For years, Airbnb has quietly given hosts the opportunity to offer short-term salvation to people forced out of their homes by emergencies, natural disasters and the refugee crisis but, captivated by the escalating refugee crisis in late 2015, it was inspired to create a new programme to unite these efforts under one umbrella. It’s not the first initiative like this to exist – UK-based charity Refugees at Home and SINGA in France, for example, do something similar – but it’s a new step for the homestay network and, considering its worldwide reach, could prove to be the quickest and most efficient way to house those in need. Open Homes helpfully addresses the difficulties they can encounter when sorting accommodation for their temporary “soft landing” in a new country, before they’ve sorted permanent housing.
Currently, in the UK, the situation facing asylum seekers (those who haven’t yet been granted refugee status) is “pretty grim”, says Rachel Mantell from Refugees at Home, which connects hosts with asylum seekers and refugees in a similar way to Open Homes. Most asylum seekers are entitled to accommodation provided by the National Asylum Support Service (NASS), which is dispersed around the country on a ‘no choice’ basis, and provided by third-party suppliers such as Serco. “It is often not great quality – dirty, crowded, far from support services, such as English lessons, in the cheapest and therefore most deprived parts of the country, and asylum seekers can be and are moved at short notice,” Mantell told Refinery29. Personal preference, including proximity to friends and community, isn’t taken into account except in very exceptional cases.
Strangely enough, Open Homes could prove to be even more crucial for those who have recently been granted refugee status, than for asylum seekers. In the UK, this is when people are most likely to become homeless, says Judith Dennis, policy manager at the Refugee Council. “Ironically, the worst problems occur just at the point when people are granted protection as a refugee. While people are going through the process of seeking asylum, they are given secure, albeit variable housing, but this support stops just 28 days after asylum has been granted.” What should be a time for rejoicing is therefore often the start of a new misery.
During these 28 days, refugees must find a job, get a national insurance number, register for any benefits they’re entitled to, and move out and find a new home – somewhere that will take housing benefit and is refugee-friendly. This can be difficult because of new regulations designed to create a hostile environment for those here illegally, which mean many landlords simply won’t rent to refugees for fear of falling foul of them. Often, language barriers and the sheer amount of paperwork required to secure a job and rental property can mean time gets the better of them and they end up homeless and destitute, Dennis says.

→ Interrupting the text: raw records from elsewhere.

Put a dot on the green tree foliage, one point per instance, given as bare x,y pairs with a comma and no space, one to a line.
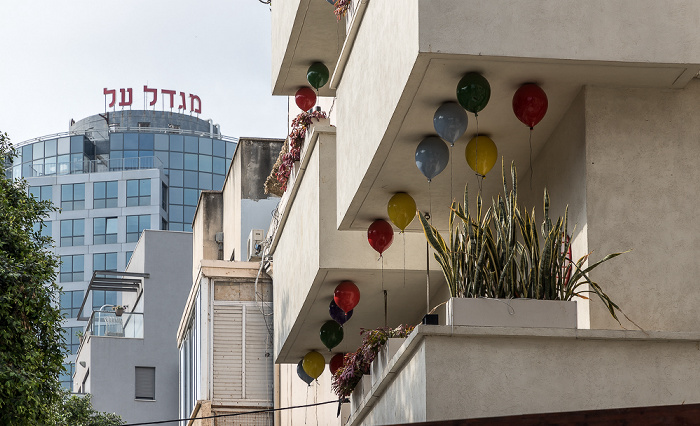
31,342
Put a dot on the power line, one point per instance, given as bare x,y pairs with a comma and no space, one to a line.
269,410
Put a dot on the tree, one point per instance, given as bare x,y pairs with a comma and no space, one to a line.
31,342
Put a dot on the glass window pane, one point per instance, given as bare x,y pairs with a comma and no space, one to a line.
205,146
116,141
219,148
131,141
205,163
191,162
145,187
191,144
161,143
50,147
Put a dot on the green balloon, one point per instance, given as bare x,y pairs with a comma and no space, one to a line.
317,75
473,92
331,334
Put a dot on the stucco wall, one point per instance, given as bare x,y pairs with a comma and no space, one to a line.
365,103
642,149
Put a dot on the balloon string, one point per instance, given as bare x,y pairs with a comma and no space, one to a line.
479,176
532,171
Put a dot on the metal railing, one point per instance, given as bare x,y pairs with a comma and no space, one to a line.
108,324
90,166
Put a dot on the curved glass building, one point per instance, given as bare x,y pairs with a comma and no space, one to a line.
113,175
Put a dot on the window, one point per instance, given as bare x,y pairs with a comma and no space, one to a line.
73,196
135,225
72,269
72,232
104,230
145,383
41,193
70,335
138,192
66,377
102,297
70,303
106,194
104,262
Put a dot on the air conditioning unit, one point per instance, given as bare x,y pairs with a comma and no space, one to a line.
255,239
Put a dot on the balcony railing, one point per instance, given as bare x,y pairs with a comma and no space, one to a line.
87,166
108,324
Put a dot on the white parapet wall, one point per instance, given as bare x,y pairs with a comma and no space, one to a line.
444,372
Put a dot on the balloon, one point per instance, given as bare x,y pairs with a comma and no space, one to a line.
346,296
305,98
432,156
302,374
401,209
450,121
331,334
473,92
481,154
313,364
530,104
317,75
380,234
338,314
336,362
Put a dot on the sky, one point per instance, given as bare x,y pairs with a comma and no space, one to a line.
57,56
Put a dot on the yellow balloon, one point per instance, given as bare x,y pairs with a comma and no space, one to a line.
313,364
401,209
481,154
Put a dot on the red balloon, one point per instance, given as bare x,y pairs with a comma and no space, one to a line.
346,296
380,235
530,104
336,362
305,98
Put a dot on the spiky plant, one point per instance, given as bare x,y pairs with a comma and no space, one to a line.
497,253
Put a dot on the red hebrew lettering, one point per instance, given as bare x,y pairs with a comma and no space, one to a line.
197,110
124,102
169,92
112,92
155,94
183,105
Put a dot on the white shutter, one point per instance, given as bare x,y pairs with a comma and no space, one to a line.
258,367
228,341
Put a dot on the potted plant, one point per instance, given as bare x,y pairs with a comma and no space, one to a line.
119,309
357,365
498,254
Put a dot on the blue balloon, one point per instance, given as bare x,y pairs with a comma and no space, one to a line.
450,121
302,374
432,156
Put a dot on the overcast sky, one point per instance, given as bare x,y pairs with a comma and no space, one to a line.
57,56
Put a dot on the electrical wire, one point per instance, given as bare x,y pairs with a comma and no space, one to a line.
269,410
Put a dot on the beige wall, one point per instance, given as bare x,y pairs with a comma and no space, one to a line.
642,150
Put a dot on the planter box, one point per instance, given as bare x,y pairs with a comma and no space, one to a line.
384,356
528,313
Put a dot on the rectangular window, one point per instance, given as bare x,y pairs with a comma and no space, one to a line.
104,262
70,335
106,194
73,196
101,298
66,376
72,232
135,225
138,192
70,303
72,268
41,193
145,383
104,230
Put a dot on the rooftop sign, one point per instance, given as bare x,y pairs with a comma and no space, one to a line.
126,98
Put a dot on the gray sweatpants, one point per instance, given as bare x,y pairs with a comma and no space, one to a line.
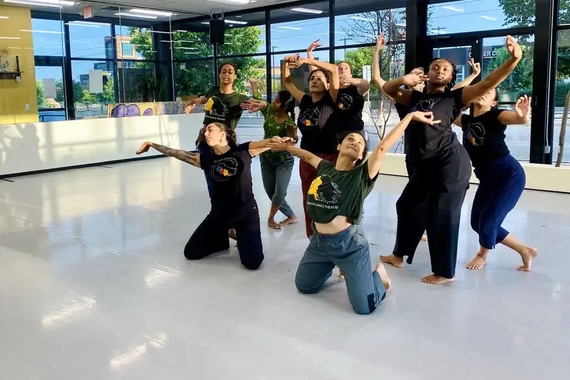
349,250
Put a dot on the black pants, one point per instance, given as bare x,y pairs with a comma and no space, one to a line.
211,236
431,202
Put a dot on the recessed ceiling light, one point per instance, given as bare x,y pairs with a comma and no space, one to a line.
150,12
307,10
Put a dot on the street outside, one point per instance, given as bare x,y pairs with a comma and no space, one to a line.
250,127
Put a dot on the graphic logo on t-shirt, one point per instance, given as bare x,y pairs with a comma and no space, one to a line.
325,192
315,116
344,101
216,109
475,133
225,168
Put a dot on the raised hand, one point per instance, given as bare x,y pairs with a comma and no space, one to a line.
424,117
144,147
514,48
522,108
380,42
315,44
475,66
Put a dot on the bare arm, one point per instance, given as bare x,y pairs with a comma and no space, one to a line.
470,93
188,157
377,156
331,69
295,92
476,67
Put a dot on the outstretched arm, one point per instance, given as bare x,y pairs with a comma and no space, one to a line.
520,116
476,68
377,156
188,157
470,93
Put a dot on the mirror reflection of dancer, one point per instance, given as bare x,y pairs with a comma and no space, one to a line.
233,203
501,176
403,109
335,203
441,166
276,167
315,122
350,99
222,105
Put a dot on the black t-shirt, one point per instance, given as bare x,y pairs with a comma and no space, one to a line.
426,140
318,125
484,138
232,186
349,109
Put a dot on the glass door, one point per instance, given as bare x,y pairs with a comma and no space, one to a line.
50,89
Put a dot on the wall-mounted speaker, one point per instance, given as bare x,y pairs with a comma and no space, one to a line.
217,32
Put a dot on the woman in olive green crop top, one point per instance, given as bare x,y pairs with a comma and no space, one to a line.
334,202
276,167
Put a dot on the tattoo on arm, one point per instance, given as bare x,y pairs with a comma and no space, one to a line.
189,157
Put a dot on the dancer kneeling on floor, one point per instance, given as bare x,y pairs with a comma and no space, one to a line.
501,176
233,203
335,203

Open Homes could therefore be revolutionary for both refugees and asylum seekers coming to the UK, and plans are underway for its launch very soon. Joe Gebbia, one of Airbnb’s cofounders, told Refinery29 they “are currently working with local partners in the UK and hope to launch the programme there this summer”. Britain received over 38,500 asylum claims in 2016, the sixth highest number of applications in the EU, according to EU statistics office Eurostat, so there is potential for Open Homes to make a lot of difference.
Refugees already in the UK have welcomed the platform’s launch and believe it would be helpful for others forced to make the perilous journey here. Ammar Raad, 29, is a Syrian refugee who fled the country for his safety in August 2015. He spent 10 months in the Calais ‘Jungle’ before making the difficult journey across the channel to the UK to join his twin brother last July. When he arrived, he was detained for two weeks before being sent to a hostel in Cardiff, where he stayed for three months in “bad” conditions. When his asylum claim was granted in January 2017, he left Wales for London to study.
In London, Raad was put in touch with Refugees at Home, who, in a similar way to Open Homes, found him somewhere to stay. “A family hosted me and it has been the most amazing help, so I think it is wonderful that Airbnb are doing the same,” he says. “It is so much nicer than staying in temporary housing which the authorities give. I feel like I have a home, and it has made me feel so welcome here in the UK. I will forever be grateful to the family for giving me a place in their home. It took so much anxiety and worry away. And it was nice to be treated as a human, and not just a refugee.” That the prospect of staying in someone else’s comfy, well-furnished home is more appealing to many refugees, many of whom will crave sanctuary after a life-threatening journey overseas, than the substandard and often “disgraceful” housing they could be allocated, is unsurprising.
Open Homes could help to foster cross-cultural understanding, too. “Since founding Airbnb, we have seen that hosting can break down cultural barriers and make people feel more connected to the world around them,” says Gebbia. “We hope to see that hosting a refugee creates greater understanding in their new communities at large, as the hosts ease the refugee’s transition into their new hometown.”
I WILL FOREVER BE GRATEFUL TO THE FAMILY FOR GIVING ME A PLACE IN THEIR HOME. IT TOOK SO MUCH WORRY AWAY. AND IT WAS NICE TO BE TREATED AS A HUMAN, NOT JUST A REFUGEE.
Refugees at Home and the Refugee Council both welcome the new platform. “We welcome anything that helps refugees and asylum seekers avoid homelessness and destitution, and are excited to see such a global company accepting there is an issue and trying to address it,” says Mantell, adding that the charity is “hoping to talk to them about it soon”. Dennis says it’s a very promising initiative that could have a real impact on refugees’ lives. “The kindness of strangers in opening their homes to refugees cannot be underestimated. Without them we would see many more people on the streets, with literally no place to call home.”
When Open Homes launches in the UK, it won’t necessarily be plain sailing, however. Some have pointed out that because many refugees want to be in large cities, like London, so as to have more chance of getting a job, the pool of potential host volunteers will be reduced. Living in an expensive world city means many Londoners already have to make sacrifices to get by and don’t own their own homes to begin with, so even if we want to, many of us simply won’t be able to help.
People may also have understandable reservations about letting strangers, with whom they may not even share a language, into their homes and households. But Gebbia is adamant there is nothing to worry about, as the refugee guests will have been vetted by “an experienced third party who will book people on [the] platform”, so there is minimal risk of letting dangerous people into your home. “We’ve partnered with the IRC for years, and these organisations have the best tools and are the most experienced people in the world at validating the status of these refugees.”
“It’s also important to keep in mind that we’re not talking about dangerous people, we’re talking about families in crisis,” Gebbia adds. “We’ve all seen the pictures, these heartbreaking images of families torn by civil war, with nowhere to go, when all they need is the security of a home.”
Going forward, Airbnb hopes to expand the platform to serve more evacuees and other displaced people. The company also wants to continue “breaking down barriers and building trust between people across cultures,” Gebbia says. While it’s easy to feel powerless when you think about massive global challenges like the refugee crisis, there are things everyone can do that make a big difference. “The simple act of opening your home for a few nights can be life-changing for people who’ve had to leave everything behind.”